Aujourd'hui, des politiciens de carrière se frottent les yeux et se croient très éclairés en disant : "La guerre nous a appris qu'il y a moyen de mettre à profit la main-d'œuvre et les ressources du pays."
Pauvres arriérés !
Il y a vingt-cinq ans que le Crédit Social crie : "Puisque les greniers sont pleins, il y a moyen de garnir les tables. Puisque les entrepôts débordent, il y a moyen de remplir les maisons. Puisque les marchandises se pressent dans les magasins, il y a moyen d'en mettre dans les armoires".
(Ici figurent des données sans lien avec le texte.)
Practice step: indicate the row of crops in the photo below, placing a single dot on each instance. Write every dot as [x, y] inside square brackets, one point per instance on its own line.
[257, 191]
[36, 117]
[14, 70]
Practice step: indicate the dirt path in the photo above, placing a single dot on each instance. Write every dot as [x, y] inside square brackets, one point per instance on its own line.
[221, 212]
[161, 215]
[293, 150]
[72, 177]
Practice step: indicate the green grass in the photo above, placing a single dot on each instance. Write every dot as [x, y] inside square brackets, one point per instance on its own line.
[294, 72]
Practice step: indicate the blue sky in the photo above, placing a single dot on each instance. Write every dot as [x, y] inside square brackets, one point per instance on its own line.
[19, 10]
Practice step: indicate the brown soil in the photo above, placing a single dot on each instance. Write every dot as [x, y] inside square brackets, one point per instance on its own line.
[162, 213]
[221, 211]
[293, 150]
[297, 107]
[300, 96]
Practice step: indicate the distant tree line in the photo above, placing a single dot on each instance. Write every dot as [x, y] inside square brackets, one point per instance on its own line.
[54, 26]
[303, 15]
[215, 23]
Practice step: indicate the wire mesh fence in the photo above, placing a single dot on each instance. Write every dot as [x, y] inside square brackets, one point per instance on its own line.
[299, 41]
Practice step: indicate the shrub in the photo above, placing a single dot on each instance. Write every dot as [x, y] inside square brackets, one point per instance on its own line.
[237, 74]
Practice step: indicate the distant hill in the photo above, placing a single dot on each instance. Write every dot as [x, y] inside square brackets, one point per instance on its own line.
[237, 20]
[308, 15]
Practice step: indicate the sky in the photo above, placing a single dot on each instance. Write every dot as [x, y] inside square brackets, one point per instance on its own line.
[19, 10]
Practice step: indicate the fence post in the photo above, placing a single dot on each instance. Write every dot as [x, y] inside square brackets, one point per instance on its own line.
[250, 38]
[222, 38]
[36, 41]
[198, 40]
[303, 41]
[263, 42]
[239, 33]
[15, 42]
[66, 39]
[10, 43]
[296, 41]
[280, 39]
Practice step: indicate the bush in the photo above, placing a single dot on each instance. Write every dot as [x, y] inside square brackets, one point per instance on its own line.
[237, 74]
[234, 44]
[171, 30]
Mais non. Il a fallu le grondement des canons et le vrombissement des avions de monsieur Adolf. Hitler pour faire découvrir à nos chers grands hommes qu'il existe un "non-sens financier". Ils contournent ce non-sens financier pendant la guerre, pour la guerre ; puis ils fouillent les meilleurs cerveaux de l'École Économique de Londres, pour trouver le moyen de garder le monde debout après la guerre sans renoncer au non-sens financier.
Le grand Économiste de la montagne de Galilée n'a point eu tant de respect que cela-pour les réglements des faiseurs d'argent. Les créditistes de Nouvelle-France ont bien l'intention, eux aussi, d'écarter les règlements à la Montagu Norman sans se mettre dans les mailles bureaucratiques à la Beveridge.